THE ongoing talks between the Association of Southeast Asian Nations (Asean) and its economic partners under the aegis of the Asean +6 could help consolidate the region’s gross domestic products (GDP) estimated at $22.4 trillion, equivalent to a quarter of the world’s annual GDP.
“An integrated market of more than three billion people, a combined GDP of about $22.4 trillion, which is almost one-fourth of the world’s current annual GDP,” Senen Perlada, director of the Bureau of Export Trade Promotions said on Wednesday.
The Asean population is estimated to account for over 47 percent of the world’s population.

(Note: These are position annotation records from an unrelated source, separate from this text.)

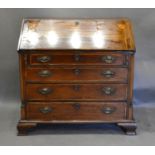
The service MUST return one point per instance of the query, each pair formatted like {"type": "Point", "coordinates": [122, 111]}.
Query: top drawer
{"type": "Point", "coordinates": [73, 58]}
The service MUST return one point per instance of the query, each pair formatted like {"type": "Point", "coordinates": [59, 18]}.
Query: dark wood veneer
{"type": "Point", "coordinates": [88, 83]}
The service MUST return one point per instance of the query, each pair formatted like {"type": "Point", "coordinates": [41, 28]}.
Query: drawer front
{"type": "Point", "coordinates": [60, 111]}
{"type": "Point", "coordinates": [101, 92]}
{"type": "Point", "coordinates": [77, 74]}
{"type": "Point", "coordinates": [74, 59]}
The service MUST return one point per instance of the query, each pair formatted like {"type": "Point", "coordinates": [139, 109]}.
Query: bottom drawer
{"type": "Point", "coordinates": [76, 111]}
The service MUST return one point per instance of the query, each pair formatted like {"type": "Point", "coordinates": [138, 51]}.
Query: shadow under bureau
{"type": "Point", "coordinates": [76, 71]}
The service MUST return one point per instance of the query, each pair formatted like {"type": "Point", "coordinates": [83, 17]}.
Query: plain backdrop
{"type": "Point", "coordinates": [144, 85]}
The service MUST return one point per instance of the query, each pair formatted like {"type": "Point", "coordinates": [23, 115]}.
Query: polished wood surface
{"type": "Point", "coordinates": [76, 74]}
{"type": "Point", "coordinates": [110, 34]}
{"type": "Point", "coordinates": [65, 83]}
{"type": "Point", "coordinates": [76, 92]}
{"type": "Point", "coordinates": [77, 58]}
{"type": "Point", "coordinates": [75, 111]}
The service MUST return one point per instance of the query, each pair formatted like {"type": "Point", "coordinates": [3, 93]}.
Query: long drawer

The Regional Comprehensive Economic Cooperation (RCEP) negotiations are ongoing to consolidate the Asean+6 free trade agreements (FTAs), with 16 negotiating rounds already complete.
The RCEP is an economic partnership between the 10-member Asean, plus Australia, China, India, Japan, New Zealand and South Korea.
According to Asean, the key to forming an Asean+6 economic partnership may be the moves made by India, which has a large population and tremendous growth potential.
India has been pursuing economic reforms since 1991. Compared to the countries of East Asia, it has many domestic regulations and external barriers, which constrain economic freedom.
Within the Asean+6 framework, not just governments but also the private sector must extend cooperation in human resource development and infrastructure.